Interestingly, the resistant and the tolerant genotypes to the two populations of M. incognita were found from genotypes that are on variety trial, except for 'Melka Awaze' that is currently under production. Therefore, these genotypes would be potential candidates for production of hot pepper in highly nematode-infested areas of the country to overcome the damage and yield loss.
'Melka Awaze', which is registered as a tolerant variety to other foliar and soil borne diseases in the country, as well as 'Acc.003' that is under variety trial could be potential sources of resistant genes for Ethiopian M. incognita and M. javanica populations as part of resistance management strategy for RKN. The imported commercial hybrid variety 'Saidah' was found susceptible to both populations of M. incognita. Thus, in areas of high nematode pressure,
its cultivation needs to be coupled with alternative nematode management strategies.

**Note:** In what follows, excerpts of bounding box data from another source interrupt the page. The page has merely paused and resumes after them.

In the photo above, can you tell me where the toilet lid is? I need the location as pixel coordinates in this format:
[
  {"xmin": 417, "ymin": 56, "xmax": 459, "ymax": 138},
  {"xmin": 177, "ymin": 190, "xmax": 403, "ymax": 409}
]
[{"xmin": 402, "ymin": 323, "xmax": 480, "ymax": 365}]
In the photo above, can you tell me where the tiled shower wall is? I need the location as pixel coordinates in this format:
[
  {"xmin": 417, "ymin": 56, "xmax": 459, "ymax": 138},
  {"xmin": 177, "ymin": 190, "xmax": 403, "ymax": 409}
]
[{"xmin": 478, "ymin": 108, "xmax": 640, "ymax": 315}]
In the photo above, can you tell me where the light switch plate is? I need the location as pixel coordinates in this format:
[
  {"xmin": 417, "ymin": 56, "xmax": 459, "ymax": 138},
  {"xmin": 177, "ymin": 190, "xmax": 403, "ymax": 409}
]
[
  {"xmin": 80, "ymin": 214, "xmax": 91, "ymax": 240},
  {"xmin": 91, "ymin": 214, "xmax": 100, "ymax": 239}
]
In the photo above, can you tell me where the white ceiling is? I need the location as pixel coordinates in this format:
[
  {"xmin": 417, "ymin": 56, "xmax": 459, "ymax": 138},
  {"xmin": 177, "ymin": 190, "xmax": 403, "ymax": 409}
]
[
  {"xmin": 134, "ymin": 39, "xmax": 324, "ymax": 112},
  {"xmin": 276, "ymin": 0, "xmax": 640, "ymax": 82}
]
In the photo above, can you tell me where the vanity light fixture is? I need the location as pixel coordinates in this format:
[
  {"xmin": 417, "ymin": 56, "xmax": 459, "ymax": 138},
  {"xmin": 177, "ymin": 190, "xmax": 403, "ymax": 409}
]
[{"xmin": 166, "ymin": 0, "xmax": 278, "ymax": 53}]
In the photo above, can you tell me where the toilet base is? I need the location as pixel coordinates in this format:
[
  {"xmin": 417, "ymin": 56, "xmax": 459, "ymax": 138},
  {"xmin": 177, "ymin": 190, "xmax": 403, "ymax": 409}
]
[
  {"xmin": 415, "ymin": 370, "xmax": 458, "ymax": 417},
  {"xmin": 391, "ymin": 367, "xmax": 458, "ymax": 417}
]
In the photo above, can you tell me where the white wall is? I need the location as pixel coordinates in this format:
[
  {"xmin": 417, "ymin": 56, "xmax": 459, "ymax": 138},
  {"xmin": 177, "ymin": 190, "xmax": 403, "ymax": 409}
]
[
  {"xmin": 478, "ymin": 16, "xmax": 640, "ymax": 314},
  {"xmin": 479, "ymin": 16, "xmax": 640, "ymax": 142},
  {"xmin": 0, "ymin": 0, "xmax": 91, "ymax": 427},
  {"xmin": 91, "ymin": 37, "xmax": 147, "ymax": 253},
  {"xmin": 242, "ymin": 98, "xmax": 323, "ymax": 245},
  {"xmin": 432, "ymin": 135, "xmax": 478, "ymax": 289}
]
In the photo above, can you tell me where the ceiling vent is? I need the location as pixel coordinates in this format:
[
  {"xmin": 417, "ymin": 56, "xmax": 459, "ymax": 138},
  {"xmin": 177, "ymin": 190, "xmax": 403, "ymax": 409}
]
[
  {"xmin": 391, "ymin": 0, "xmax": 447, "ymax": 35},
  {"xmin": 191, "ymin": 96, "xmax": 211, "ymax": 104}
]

The root and shoot fresh weight in most of the hot pepper genotypes did not exhibit significant reduction over the controls for all nematode populations. A significant decline was only recorded from eight and three genotypes for root and shoot fresh weights, respectively. Four genotypes ('Bako Local', 'Melka Dima', 'Melka Eshet' and 'Melka Shote') did not demonstrate difference in shoot fresh weight from the control regardless of the decline in their root fresh weight. Moreover, some of the susceptible genotypes did not show a significant difference in fresh root and shoot weights from the controls. Mekete et al. (2003) showed that there was no reduction in fresh weight of 'Mareko Fana' below 0.36 J2 cm-3 of soil for M. javanica. Ahmed et al. (2013) also indicated that no significant reduction was observed on plant growth parameters of chilli pepper at the inoculum density less than 1000 J2 per plant.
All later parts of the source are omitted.